Dimanche dernier, Gérard Dieudonné avait ouvert la voie à La Haye-Pesnel. Hier soir, au second tour, le PS a récupéré deux sièges : celui de Cherbourg nord-ouest, qui échappe pour la première fois à la droite, et revient à Jean-Michel Houllegatte, « fier de rejoindre le pack d'avants des conseillers de l'agglomération » ; celui de Saint-Lô-est, aisément remporté par Christine Le Coz, qui avait loupé de peu son élection aux partielles de décembre dernier.

La majorité départementale reprend cependant un canton, celui de Granville. Elle profite de la vacance laissée par l'ancien socialiste Daniel Caruhel, qui a préféré se concentrer (avec succès) sur les municipales. La division de la gauche dans ce secteur a facilité l'élection du centriste Jean-Marc Julienne.

Philippe Bas fait son trou à Saint-Pois

Dans le Sud-Manche, un canton était observé à la loupe depuis l'Hôtel du département : à Saint-Pois, Philippe Bas a remporté son duel (52,7 %) face au candidat sans étiquette Denis Lepage. L'ancien ministre UMP, après sa défaite aux législatives de juin dernier, peut envisager son avenir politique dans la Manche, et pourquoi pas, succéder au président Jean-François Le Grand d'ici 2 ans.

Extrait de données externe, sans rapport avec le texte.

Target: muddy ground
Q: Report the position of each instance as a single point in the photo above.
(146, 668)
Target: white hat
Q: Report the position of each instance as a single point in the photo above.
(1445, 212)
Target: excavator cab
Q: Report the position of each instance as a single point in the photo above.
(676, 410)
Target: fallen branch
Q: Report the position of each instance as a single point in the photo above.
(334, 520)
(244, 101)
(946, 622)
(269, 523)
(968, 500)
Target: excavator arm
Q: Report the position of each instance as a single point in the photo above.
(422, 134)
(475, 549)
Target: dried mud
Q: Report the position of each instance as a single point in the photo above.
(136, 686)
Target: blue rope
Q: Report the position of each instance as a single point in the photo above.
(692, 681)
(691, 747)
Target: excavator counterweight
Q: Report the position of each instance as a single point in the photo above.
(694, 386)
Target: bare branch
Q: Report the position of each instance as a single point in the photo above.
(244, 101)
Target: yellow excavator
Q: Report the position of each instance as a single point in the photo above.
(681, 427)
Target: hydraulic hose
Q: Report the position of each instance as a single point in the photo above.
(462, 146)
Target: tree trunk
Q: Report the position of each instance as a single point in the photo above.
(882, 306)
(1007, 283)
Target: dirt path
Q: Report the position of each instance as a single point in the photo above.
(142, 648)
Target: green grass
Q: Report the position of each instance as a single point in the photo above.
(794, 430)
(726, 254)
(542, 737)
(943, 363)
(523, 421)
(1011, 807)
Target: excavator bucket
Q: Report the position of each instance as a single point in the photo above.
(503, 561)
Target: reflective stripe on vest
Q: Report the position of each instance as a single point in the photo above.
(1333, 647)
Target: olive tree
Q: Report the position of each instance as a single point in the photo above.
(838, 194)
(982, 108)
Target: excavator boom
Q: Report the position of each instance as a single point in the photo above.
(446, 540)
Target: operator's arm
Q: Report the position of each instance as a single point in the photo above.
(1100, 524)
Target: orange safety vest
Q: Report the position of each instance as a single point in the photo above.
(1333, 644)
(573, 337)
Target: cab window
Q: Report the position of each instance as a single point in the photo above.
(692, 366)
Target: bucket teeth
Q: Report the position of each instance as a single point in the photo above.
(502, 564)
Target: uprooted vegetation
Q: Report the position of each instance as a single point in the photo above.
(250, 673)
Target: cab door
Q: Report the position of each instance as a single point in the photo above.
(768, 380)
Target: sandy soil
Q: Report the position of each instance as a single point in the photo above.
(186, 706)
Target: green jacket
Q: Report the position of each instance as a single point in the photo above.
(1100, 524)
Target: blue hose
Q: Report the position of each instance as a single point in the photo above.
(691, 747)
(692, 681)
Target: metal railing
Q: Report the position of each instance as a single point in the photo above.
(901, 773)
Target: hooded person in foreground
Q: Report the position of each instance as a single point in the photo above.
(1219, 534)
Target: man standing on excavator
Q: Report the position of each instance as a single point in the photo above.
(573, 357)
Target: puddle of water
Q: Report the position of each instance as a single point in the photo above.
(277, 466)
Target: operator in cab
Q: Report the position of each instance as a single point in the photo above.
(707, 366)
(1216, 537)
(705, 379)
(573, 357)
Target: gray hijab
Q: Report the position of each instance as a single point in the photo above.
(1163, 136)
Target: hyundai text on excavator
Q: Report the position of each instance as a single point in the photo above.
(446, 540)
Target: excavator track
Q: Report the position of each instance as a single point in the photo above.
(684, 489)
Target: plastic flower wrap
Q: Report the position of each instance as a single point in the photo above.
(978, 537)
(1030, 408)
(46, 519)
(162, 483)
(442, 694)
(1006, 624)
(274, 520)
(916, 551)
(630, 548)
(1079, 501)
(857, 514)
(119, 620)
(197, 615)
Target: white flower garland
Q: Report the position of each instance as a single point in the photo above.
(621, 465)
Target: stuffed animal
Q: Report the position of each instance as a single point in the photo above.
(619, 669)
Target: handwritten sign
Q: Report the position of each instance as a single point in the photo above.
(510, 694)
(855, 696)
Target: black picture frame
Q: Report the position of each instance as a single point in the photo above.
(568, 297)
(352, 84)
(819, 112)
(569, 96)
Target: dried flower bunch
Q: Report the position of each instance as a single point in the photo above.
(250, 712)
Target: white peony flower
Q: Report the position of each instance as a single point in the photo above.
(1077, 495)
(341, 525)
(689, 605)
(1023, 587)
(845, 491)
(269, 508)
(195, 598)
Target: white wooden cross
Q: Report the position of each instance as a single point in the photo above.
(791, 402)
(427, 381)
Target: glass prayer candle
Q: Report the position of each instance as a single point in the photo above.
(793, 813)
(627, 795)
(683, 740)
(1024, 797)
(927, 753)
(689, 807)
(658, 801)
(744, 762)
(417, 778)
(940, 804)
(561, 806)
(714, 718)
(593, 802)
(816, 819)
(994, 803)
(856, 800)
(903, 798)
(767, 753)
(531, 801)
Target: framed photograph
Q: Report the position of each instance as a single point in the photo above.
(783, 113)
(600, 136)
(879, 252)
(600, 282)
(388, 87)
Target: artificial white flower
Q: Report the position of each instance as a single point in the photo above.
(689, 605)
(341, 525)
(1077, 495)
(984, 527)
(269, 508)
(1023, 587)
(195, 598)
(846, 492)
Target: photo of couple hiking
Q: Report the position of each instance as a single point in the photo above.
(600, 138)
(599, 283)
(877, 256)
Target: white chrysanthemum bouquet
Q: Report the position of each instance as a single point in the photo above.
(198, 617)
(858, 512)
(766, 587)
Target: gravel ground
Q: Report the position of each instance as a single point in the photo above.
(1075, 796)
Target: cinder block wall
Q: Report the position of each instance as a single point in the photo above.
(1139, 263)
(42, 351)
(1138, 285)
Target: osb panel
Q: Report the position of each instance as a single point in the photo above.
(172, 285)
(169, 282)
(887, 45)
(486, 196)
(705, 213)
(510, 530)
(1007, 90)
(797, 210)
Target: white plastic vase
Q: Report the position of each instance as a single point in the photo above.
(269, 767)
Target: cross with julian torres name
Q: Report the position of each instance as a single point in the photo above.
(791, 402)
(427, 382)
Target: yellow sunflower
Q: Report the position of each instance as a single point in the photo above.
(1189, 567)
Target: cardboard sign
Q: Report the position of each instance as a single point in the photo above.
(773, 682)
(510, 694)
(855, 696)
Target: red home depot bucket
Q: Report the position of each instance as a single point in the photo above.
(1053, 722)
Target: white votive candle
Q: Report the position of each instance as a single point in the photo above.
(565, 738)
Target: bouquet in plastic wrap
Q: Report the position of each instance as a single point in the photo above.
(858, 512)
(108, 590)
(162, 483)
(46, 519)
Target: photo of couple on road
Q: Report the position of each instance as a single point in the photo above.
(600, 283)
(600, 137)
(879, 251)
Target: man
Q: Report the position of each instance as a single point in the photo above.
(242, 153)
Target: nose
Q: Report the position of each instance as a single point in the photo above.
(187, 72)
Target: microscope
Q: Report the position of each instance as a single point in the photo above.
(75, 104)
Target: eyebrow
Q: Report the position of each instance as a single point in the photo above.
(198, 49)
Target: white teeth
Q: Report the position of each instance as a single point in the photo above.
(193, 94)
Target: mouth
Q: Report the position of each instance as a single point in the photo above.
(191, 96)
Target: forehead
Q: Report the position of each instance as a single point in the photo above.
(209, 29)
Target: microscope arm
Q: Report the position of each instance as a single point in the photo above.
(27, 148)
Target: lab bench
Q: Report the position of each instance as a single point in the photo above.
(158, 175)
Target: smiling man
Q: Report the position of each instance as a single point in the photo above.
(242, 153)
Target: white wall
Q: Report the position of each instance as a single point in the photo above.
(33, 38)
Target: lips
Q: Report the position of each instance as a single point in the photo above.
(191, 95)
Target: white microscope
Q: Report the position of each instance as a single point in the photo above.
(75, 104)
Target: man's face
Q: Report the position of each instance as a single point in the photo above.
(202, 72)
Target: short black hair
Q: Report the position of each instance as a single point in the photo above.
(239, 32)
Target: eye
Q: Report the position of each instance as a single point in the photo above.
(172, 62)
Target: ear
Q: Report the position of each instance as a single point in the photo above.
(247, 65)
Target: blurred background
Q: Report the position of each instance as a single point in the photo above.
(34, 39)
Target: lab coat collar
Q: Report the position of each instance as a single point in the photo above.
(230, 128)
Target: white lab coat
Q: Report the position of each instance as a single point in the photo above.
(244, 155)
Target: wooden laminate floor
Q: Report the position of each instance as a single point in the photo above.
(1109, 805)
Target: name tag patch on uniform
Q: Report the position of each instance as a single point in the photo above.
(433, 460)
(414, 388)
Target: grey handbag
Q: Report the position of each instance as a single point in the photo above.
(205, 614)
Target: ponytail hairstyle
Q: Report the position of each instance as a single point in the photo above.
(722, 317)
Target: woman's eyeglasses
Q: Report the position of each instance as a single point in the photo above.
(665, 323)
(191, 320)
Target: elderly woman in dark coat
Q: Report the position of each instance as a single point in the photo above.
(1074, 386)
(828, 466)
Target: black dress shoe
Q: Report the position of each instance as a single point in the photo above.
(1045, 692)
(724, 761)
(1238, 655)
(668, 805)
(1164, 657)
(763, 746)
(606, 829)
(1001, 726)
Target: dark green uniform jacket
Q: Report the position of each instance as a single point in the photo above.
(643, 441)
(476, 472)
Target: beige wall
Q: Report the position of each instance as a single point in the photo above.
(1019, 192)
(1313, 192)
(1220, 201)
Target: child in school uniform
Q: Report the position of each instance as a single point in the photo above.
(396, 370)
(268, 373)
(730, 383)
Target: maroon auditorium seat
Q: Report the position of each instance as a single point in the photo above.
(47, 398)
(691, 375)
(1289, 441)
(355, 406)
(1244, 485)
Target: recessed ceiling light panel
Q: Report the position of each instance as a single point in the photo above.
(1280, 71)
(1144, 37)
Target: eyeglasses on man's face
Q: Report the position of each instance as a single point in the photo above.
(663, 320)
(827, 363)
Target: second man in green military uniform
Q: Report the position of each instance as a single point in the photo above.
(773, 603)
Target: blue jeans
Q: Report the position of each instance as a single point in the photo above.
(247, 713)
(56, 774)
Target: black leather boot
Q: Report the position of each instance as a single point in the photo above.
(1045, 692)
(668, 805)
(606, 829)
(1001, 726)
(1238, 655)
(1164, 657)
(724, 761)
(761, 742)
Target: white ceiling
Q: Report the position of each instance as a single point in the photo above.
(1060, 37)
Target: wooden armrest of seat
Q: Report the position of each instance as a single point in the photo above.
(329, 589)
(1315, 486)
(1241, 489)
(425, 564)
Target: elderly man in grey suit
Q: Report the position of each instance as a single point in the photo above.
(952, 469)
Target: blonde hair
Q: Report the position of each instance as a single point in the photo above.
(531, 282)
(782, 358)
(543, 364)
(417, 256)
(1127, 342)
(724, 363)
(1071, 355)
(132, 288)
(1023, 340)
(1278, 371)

Non loin de là, à Avranches, Jean Andro (sans étiquette) a confirmé son élection aux partielles d'octobre dernier, face au socialiste Thierry Pennec, qui avait tout misé sur ce scrutin, refusant de mener une liste de gauche pour la mairie. Comme dans de nombreuses villes où les municipales étaient jouées dès le 1er tour, ces cantonales ont très peu mobilisé (50,07 %).

Le Modem comptera un seul élu : le conseiller sortant Olivier Beck a remporté (49,95 %) la triangulaire qui l'opposait à un candidat communiste, et surtout au Divers droite, Sylvain Le Breton. Plus d'un, au sein de la majorité départementale, aurait vu sa victoire d'un bon oeil.

Un nouveau scrutin, plus dur que ces deux tours, attend jeudi les conseillers généraux : l'élection du président, et surtout des vice-présidents. En coulisse, la campagne a déjà recommencé.

Guillaume BALLARD.

La répartition des sièges au conseil général : UMP 12 sièges (16 avant ces élections), PS 11 (9), sans étiquette 13 (9), Divers droite 11 (13), Divers gauche 4 (4), Modem 1 (1).

site "Ouest-France"

04.03.2008

Saint-Lô-est : la campagne cachée derrière la ville

Saint-Lô-est : la campagne cachée derrière la ville

Carnet de campagne. On vote dimanche dans ce canton à cheval entre la ville et la campagne. Là où finalement l'identité cantonale passe au second plan.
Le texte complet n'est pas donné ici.